When I was 15, I joined the youth team at Tiong Bahru Constituency Sports Club, and was promoted to play for the senior team in the first division of the National Football League (NFL) when I was 17. I think I was the youngest player in the NFL at that time.
After playing in the NFL for two seasons, I went into the army and joined the SAFSA (Singapore Armed Forces Sports Association) team, where I was talentspotted by the national coach then, Milous Kvacek, and invited to join the national team in 1992, together with two other young players – Steven Tan and Zakaria Awang.
A lot of your teammates have praised you for your versatility. How did you develop this ability to play in so many different positions?
When I started out playing on the streets, we played small-sided games barefoot, with slippers as makeshift goalposts.

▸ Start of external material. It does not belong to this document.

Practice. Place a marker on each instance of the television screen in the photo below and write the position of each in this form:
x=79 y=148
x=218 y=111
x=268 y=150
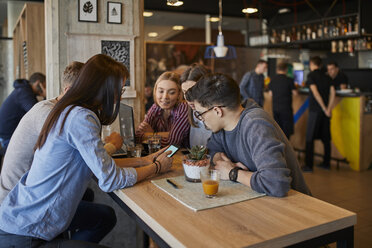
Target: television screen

There were no fixed positions and we could go everywhere around the playing area, so I think that helped me to be comfortable with playing in a variety of positions.

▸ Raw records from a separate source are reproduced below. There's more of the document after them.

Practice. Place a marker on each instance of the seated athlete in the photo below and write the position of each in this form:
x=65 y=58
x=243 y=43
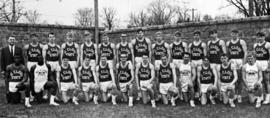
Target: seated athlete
x=207 y=81
x=145 y=75
x=41 y=78
x=16 y=77
x=67 y=80
x=227 y=78
x=187 y=79
x=88 y=81
x=167 y=80
x=252 y=76
x=125 y=77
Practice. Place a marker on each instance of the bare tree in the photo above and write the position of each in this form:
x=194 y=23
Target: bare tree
x=109 y=17
x=11 y=10
x=32 y=16
x=84 y=17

We played almost every day. During school holidays, we would play in the morning and again in the evening.
In the evenings, the older players would join us when they finished work. We called them the ‘abang-abang’ – they were 20-21 years old while I was only 13-14, and it helped me to become a stronger and faster player. I had to think quickly when I had the ball.
And they would scold you with all sort of colourful words; your father and mother, even your grandmother would be mentioned (laughs). They were very serious about the game, even though it was only a ‘kampong game’, so I learnt to play under pressure and became mentally stronger.
I started off as a midfielder, usually on the left side of midfield in a 3-5-2 formation. That meant I had to go forward but also track back to help in defence, almost like a wing-back. When I got into the national team, and was asked to play as a left-back, and at times as a left midfielder, it was not something totally unfamiliar to me.